Abrigado sob o guarda-chuva do Facebook para consolidar a dominação virtual dos internautas, o aplicativo de múltiplas plataformas instantâneas de texto, vídeo e voz virou uma paixão nacional que transcende o fetiche de qualquer ferramenta. Essencial para o trabalho, rápido e certeiro, fonte de lazer e de entretenimento foi batizado de zap zap. Por ser de graça, conquistou a preferência popular. Difícil imaginar que um dia o mundo funcionou sem ele. Até os mais antigos se renderam a sua comodidade. Em fevereiro deste ano, o criador do Facebook e dono do WhatsApp, Mark Zuckerberg, anunciou que o aplicativo alcançou a expressiva marca de um bilhão de usuários no mundo.

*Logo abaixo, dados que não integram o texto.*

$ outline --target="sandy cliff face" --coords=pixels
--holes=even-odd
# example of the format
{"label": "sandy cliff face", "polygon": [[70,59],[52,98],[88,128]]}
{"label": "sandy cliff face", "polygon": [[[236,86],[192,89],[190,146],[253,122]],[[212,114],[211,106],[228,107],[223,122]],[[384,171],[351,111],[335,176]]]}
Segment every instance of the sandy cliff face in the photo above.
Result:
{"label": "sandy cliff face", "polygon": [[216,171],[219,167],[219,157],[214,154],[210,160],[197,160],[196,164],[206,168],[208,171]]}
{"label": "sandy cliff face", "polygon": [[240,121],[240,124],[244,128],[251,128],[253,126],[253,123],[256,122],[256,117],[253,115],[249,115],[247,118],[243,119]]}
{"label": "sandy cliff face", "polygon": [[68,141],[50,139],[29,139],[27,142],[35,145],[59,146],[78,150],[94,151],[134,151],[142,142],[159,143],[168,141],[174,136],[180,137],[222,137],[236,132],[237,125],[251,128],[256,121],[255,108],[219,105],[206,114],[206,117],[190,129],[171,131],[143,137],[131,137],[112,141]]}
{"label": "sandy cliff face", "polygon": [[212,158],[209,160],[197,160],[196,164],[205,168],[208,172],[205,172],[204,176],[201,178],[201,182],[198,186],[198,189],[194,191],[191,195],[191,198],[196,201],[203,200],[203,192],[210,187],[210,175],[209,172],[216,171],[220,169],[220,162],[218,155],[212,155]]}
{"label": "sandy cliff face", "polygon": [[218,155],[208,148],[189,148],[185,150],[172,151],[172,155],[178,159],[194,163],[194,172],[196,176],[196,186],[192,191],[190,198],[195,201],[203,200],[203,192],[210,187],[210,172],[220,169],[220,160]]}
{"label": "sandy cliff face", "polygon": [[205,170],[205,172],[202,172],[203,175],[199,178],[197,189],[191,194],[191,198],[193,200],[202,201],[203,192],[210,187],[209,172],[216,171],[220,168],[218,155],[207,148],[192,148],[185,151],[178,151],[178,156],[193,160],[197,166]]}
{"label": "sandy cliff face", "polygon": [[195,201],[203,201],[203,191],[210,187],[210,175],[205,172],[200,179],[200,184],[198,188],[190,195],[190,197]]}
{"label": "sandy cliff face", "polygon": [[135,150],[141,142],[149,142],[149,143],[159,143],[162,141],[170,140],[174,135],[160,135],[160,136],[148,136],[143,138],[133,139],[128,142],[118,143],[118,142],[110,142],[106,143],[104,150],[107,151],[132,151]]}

Parece que o judiciário brasileiro ainda não conseguiu compreender a importância que o aplicativo tem para as pessoas comuns que dependem da ferramenta para trabalhar e resolver problemas importantes. A empresa já explicou por diversas vezes que não mantém arquivadas as conversas telefônicas que podem subsidiar investigações policiais. Talvez tenha adotado essa estratégia de criptografar essas gravações até mesmo para se livrar dessa encrenca. Em abril, o aplicativo concluiu o processo o sistema de criptografia “end-to-end”, que limita o acesso às conversas apenas aos interlocutores.

Mesmo que pudesse disponibilizar esse conteúdo e se recusasse a entregar as informações às autoridades, isso não justifica a ação arbitrária do magistrado que para punir a empresa prejudicou 100 milhões de pessoas. Existem outras punições possíveis. As multas diárias são as que mais pesam contra empresas. Num abuso de poder, o juiz Marcel Montalvão e o desembargador do Tribunal de Justiça de Sergipe, Cezário Neto, extrapolaram suas funções e chegaram até a sugerir outros aplicativos que os usuários poderiam usar. Isso está fora das atribuições do Judiciário. Embora a obtenção de informações criminais seja relevante para a sociedade, isso não pode ser feito de forma prepotente. O Conselho Nacional de Justiça vai investigar o comportamento do juiz que aparece todo pimpão nas fotos na mídia. Está curtindo o seu momento celebridade. Além do uso exagerado das novas ferramentas, o Brasil ainda precisa se curar de vícios antigos. Entre os mais corriqueiros estão o abuso de autoridade e a vaidade desmedida das pessoas que querem aparecer a qualquer preço.